O fato de admitir ex-jesuítas na Companhia não foi suficiente para garantir a continuidade do ensino e das demais atividades apostólicas. O único remédio continuou a ser a abertura do noviciado, ocorrida em 02-02-1780. O passo definitivo, nesta obra de reorganização da província, foi a Congregação Geral que se reuniu em Połock em outubro de 1782 e que elegeu o vigário geral vitalício, Pe. Stanisław Czerniewicz.
A Primeira Congregação de Połock foi um verdadeiro ponto de inflexão: posicionou-se sobre a legitimidade da própria existência da ordem e estabeleceu a identidade da Companhia.
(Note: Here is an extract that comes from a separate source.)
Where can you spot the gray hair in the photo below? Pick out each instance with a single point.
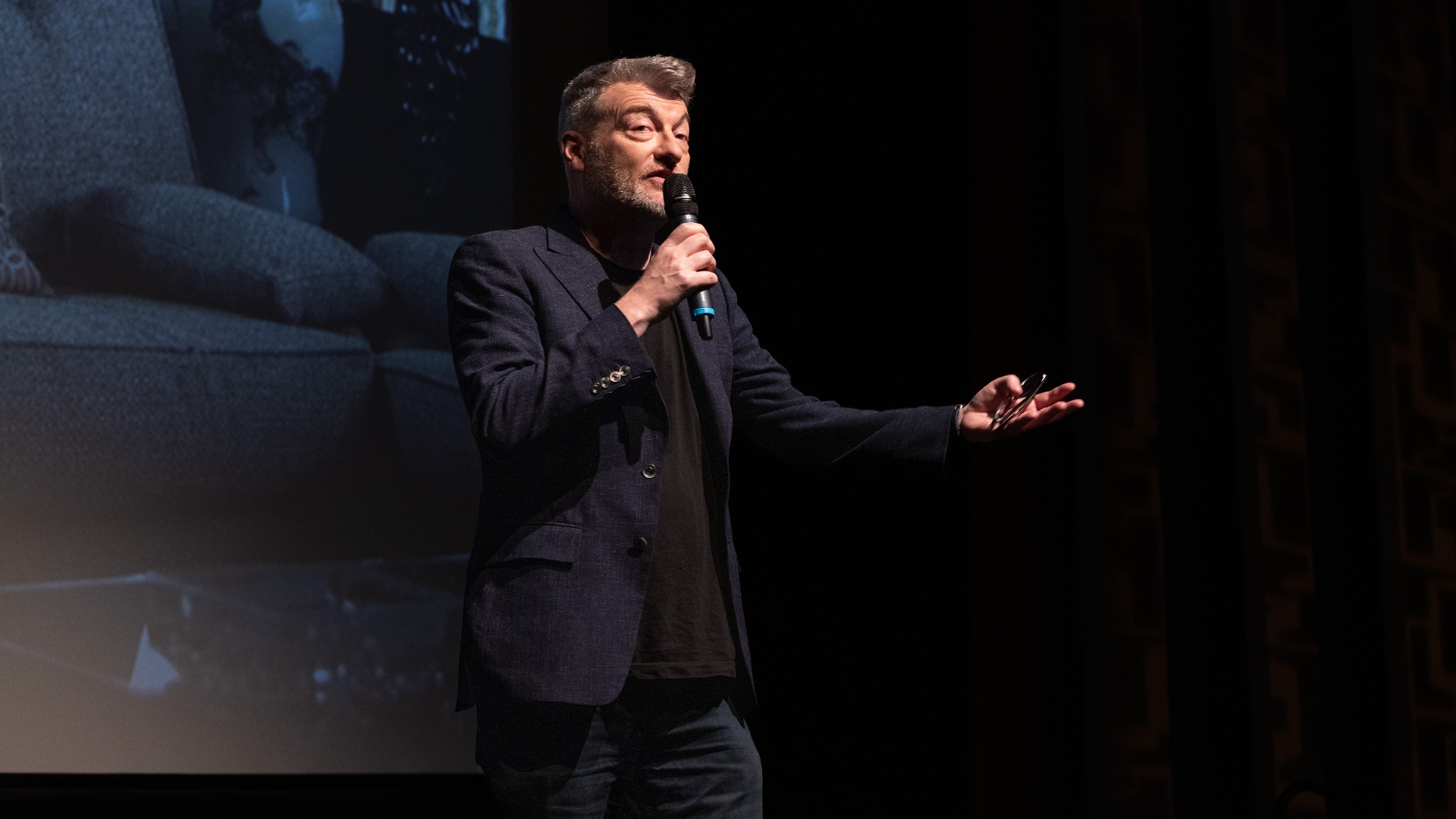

Com a eleição de um vigário geral e a nomeação de um provincial, a ordem apresentou-se a partir de então na sua forma habitual. Assim reorganizados, em 1783, os jesuítas da Rússia Branca foram confirmados em sua existência pelo sucessor de Clemente XIV, o Papa Pio VI, em 12-03-1783.
Em 07-03-1801, Pio VII emitiu o breve Catholicae fidei, com o qual aprovou e confirmou oficialmente a ordem jesuíta na Rússia. Pe. F. Kareu e foi prescrita a observância da regra primitiva de Santo Inácio. Finalmente, Pio VII concedeu à Companhia da Rússia amplos poderes para fundar colégios, educar os jovens, instruí-los na religião e na ciência e administrar os sacramentos com o consentimento dos Ordinários.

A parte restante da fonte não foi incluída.